A tragédia que vitimou as duas crianças em
Alenquer acaba por testemunhar o que não pode, não deve, acontecer em matéria
de protecção a menores em risco.
Ao que parece os miúdos estavam sinalizados como
estando em risco por parte da Comissão de Protecção de Crianças e Jovens da
área mas os pais recusaram apoios dos serviços sociais. Dado que a Comissão não
pode intervir sem consentimento, sendo eles eventualmente responsáveis pelos riscos que as crianças enfrentam, o processo é enviado para Tribunal e … ficamos
à espera. A decisão pode vir em tempo útil a uma intervenção que de facto
proteja os menores ou, como foi o caso, acontece uma tragédia.

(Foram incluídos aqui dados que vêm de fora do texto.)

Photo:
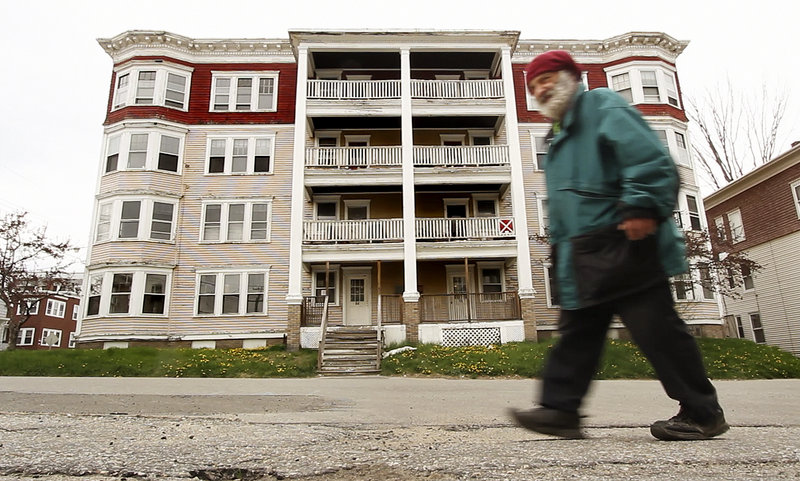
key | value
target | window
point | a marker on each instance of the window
(684, 287)
(25, 336)
(694, 212)
(719, 223)
(31, 305)
(622, 85)
(149, 218)
(129, 219)
(644, 82)
(94, 295)
(55, 308)
(121, 92)
(736, 226)
(132, 292)
(155, 294)
(112, 153)
(491, 281)
(544, 216)
(320, 280)
(758, 328)
(240, 155)
(683, 151)
(51, 338)
(706, 281)
(165, 84)
(245, 221)
(121, 287)
(244, 92)
(150, 149)
(747, 278)
(540, 147)
(796, 194)
(550, 282)
(740, 327)
(232, 293)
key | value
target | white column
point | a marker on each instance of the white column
(295, 291)
(517, 187)
(410, 292)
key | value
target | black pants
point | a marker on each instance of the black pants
(661, 335)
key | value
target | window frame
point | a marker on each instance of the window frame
(121, 140)
(225, 221)
(56, 308)
(160, 86)
(737, 231)
(243, 291)
(135, 296)
(759, 336)
(333, 272)
(230, 142)
(795, 186)
(46, 331)
(234, 77)
(26, 332)
(634, 69)
(144, 232)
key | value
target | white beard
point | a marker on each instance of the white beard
(559, 96)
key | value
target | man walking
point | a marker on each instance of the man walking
(612, 188)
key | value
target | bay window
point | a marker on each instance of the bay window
(240, 155)
(236, 221)
(243, 91)
(231, 293)
(139, 291)
(136, 218)
(144, 149)
(143, 83)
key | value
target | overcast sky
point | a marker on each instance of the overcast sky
(56, 77)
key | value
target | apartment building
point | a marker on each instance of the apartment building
(254, 191)
(759, 214)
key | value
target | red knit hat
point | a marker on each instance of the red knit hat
(552, 61)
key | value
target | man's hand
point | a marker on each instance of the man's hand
(639, 228)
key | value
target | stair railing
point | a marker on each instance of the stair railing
(323, 327)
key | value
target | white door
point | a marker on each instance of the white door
(458, 290)
(357, 298)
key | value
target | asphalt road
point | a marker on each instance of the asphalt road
(374, 428)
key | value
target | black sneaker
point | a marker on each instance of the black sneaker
(681, 427)
(544, 420)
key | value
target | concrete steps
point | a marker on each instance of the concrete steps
(350, 351)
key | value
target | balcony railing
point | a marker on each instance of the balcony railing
(457, 89)
(353, 89)
(474, 155)
(470, 228)
(353, 230)
(495, 306)
(390, 89)
(353, 156)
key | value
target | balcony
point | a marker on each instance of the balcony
(391, 230)
(391, 156)
(354, 157)
(390, 89)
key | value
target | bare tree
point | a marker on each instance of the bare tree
(30, 264)
(734, 132)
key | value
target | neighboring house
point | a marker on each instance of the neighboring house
(51, 325)
(399, 172)
(759, 214)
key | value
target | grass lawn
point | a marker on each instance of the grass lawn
(724, 359)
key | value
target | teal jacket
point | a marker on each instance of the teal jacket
(604, 165)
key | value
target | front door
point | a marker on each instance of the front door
(358, 298)
(460, 308)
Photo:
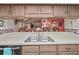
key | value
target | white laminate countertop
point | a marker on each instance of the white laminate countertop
(18, 38)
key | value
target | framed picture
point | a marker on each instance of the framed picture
(1, 23)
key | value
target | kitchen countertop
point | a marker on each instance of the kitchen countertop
(18, 38)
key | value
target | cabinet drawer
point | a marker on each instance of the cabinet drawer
(48, 53)
(30, 53)
(67, 48)
(67, 53)
(47, 48)
(30, 49)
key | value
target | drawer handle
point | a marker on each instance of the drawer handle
(68, 49)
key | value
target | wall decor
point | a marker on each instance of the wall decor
(1, 23)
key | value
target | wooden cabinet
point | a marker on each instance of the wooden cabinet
(67, 53)
(67, 49)
(17, 10)
(30, 50)
(73, 11)
(4, 10)
(60, 11)
(48, 53)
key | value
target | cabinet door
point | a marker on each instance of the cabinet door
(4, 10)
(17, 10)
(60, 11)
(67, 53)
(73, 11)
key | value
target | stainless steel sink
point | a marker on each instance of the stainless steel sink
(39, 39)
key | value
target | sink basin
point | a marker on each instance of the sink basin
(39, 39)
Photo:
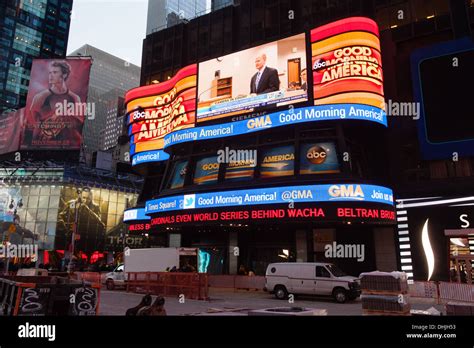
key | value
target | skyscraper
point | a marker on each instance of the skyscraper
(29, 29)
(110, 78)
(166, 13)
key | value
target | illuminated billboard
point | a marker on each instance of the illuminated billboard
(157, 110)
(347, 64)
(320, 158)
(273, 195)
(178, 174)
(10, 131)
(252, 80)
(277, 161)
(56, 105)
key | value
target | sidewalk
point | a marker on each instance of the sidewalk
(117, 302)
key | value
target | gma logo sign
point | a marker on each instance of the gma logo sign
(259, 122)
(346, 192)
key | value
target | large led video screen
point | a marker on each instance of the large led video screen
(253, 80)
(347, 64)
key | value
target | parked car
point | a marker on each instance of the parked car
(32, 272)
(310, 278)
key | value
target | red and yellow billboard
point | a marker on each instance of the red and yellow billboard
(11, 125)
(56, 105)
(347, 64)
(157, 110)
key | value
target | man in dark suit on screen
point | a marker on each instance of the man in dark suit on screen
(266, 79)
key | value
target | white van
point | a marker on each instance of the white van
(308, 278)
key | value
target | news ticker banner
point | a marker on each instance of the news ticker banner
(277, 119)
(327, 212)
(136, 214)
(274, 195)
(347, 63)
(156, 110)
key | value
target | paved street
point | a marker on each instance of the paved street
(117, 302)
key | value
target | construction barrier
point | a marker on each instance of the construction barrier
(192, 285)
(456, 292)
(41, 296)
(237, 282)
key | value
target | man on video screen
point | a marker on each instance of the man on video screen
(266, 79)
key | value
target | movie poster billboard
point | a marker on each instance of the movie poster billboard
(56, 106)
(319, 158)
(253, 80)
(10, 131)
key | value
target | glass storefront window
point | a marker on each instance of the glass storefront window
(42, 215)
(34, 191)
(33, 202)
(54, 201)
(52, 214)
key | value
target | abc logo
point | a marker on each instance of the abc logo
(210, 166)
(316, 155)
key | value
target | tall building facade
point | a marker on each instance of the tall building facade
(167, 13)
(110, 78)
(28, 30)
(428, 184)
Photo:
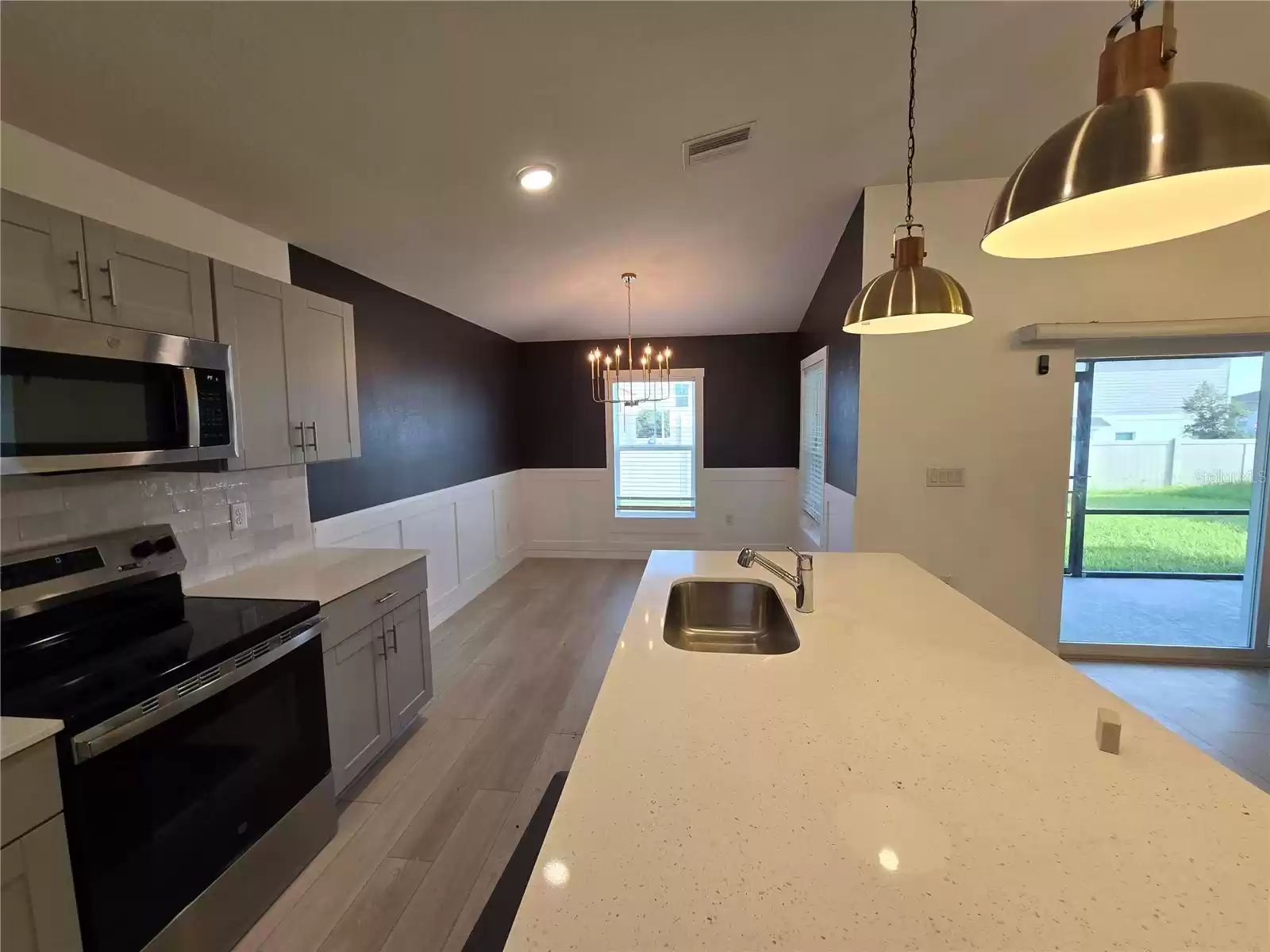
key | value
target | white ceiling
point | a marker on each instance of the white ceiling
(385, 136)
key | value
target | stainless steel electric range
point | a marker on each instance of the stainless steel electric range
(194, 762)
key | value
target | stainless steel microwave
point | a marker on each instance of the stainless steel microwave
(79, 395)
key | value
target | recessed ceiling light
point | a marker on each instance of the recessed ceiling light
(535, 178)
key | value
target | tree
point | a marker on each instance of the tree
(648, 424)
(1213, 416)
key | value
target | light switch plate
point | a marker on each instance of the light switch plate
(945, 476)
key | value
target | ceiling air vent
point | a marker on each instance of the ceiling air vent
(717, 145)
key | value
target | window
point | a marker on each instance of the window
(654, 451)
(812, 438)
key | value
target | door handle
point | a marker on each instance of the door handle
(80, 277)
(110, 276)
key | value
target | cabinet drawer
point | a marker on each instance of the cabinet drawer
(32, 791)
(357, 609)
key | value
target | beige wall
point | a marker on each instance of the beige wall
(40, 169)
(969, 397)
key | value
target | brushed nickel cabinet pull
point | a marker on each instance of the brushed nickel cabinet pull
(110, 276)
(80, 277)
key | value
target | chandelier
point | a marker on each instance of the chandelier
(634, 386)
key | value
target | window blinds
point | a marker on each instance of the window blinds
(812, 442)
(654, 454)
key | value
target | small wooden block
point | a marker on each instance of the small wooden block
(1108, 731)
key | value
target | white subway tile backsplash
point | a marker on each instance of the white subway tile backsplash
(48, 509)
(32, 501)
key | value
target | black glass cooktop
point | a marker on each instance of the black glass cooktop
(84, 663)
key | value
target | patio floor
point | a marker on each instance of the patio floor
(1153, 612)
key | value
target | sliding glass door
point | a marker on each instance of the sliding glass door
(1166, 508)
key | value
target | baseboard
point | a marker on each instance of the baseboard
(587, 554)
(467, 590)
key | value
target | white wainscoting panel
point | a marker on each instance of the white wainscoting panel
(571, 513)
(840, 520)
(436, 531)
(380, 537)
(475, 520)
(471, 533)
(507, 518)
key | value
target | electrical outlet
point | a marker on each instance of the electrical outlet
(945, 476)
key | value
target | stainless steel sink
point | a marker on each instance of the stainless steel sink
(742, 617)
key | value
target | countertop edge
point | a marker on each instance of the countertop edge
(17, 734)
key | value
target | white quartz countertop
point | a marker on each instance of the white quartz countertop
(318, 575)
(21, 733)
(918, 774)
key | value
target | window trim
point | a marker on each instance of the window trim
(810, 528)
(632, 522)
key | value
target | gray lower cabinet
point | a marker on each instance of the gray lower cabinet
(137, 282)
(42, 263)
(410, 663)
(378, 663)
(37, 892)
(357, 702)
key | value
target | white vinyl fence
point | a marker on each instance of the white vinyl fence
(1176, 463)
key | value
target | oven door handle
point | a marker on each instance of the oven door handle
(194, 691)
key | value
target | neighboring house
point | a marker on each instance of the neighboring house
(1250, 403)
(1142, 400)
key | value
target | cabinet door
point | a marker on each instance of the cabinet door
(42, 264)
(37, 894)
(137, 282)
(357, 702)
(410, 662)
(249, 319)
(321, 374)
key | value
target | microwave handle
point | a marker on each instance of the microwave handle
(196, 433)
(149, 714)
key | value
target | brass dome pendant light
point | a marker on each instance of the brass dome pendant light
(910, 298)
(1149, 163)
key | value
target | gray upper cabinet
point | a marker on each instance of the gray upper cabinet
(321, 374)
(42, 263)
(137, 282)
(295, 374)
(249, 319)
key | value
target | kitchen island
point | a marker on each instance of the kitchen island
(918, 774)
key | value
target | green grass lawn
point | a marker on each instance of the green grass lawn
(1168, 543)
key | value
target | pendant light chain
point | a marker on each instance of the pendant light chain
(912, 107)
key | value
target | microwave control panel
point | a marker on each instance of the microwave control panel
(214, 409)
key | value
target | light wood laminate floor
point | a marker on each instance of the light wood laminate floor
(425, 835)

De há muito e a propósito de várias questões, que
afirmo que em Portugal, apesar de existirem vários dispositivos de apoio e
protecção às crianças e jovens e de existir legislação no mesmo sentido, sempre
assente no incontornável “supremo interesse da criança, não existe o que me
parece mais importante, uma cultura sólida de protecção das crianças e jovens.
Poderíamos citar a insuficiência e falta de formação de juízes que se verifica
nos tribunais de Família, as frequentemente incompreensíveis decisões em casos
de regulação do poder parental, etc.
Temos também em funcionamento as Comissões de
Protecção de Crianças e Jovens que procuram fazer um trabalho eficaz mas em
difíceis circunstâncias, para além da falata de agilidade processual na
articulação das múltiplas entidades envolvidas como também é frequente entre
nós.
Na sua grande maioria as Comissões têm
responsabilidades sobre um número de situações de risco ou comprovadas que
transcendem a sua capacidade de resposta. A parte mais operacional das
Comissões, a designada Comissão restrita, tem muitos técnicos a tempo parcial.
Tal dificuldade repercute-se, como é óbvio, na eficácia e qualidade do trabalho
desenvolvido, independentemente do esforço e empenho dos profissionais que as
integram.
Este cenário permite que ocorram situações,
frequentemente com contornos dramáticos, envolvendo crianças e jovens que,
sendo conhecida a sua condição de vulnerabilidade não tinham, ou não tiveram, o
apoio e os procedimentos necessários. Ouve-se então uma das expressões que me
deixam mais incomodado, a criança estava “sinalizada” ou “referenciada” o que
foi insuficiente para a adequada intervenção. Em Portugal sinalizamos e
referenciamos com relativa facilidade, a grande dificuldade é minimizar ou
resolver os problemas referenciados ou sinalizados.
Por isso, sendo importante registar a menor
tolerância da comunidade aos maus tratos aos miúdos, também será importância
que desenvolva a sua intolerância face à ausência de respostas e surgimento de
tragédias como a de Alenquer.
A CPCJ de Alenquer é responsável por todo o concelho, sendo um território "gigante" para meia dúzia de técnicos. A celeridade de passagem aos tribunais é discutivel, e como tão bem referiu num post anterior - a prevenção não é prioritária neste país.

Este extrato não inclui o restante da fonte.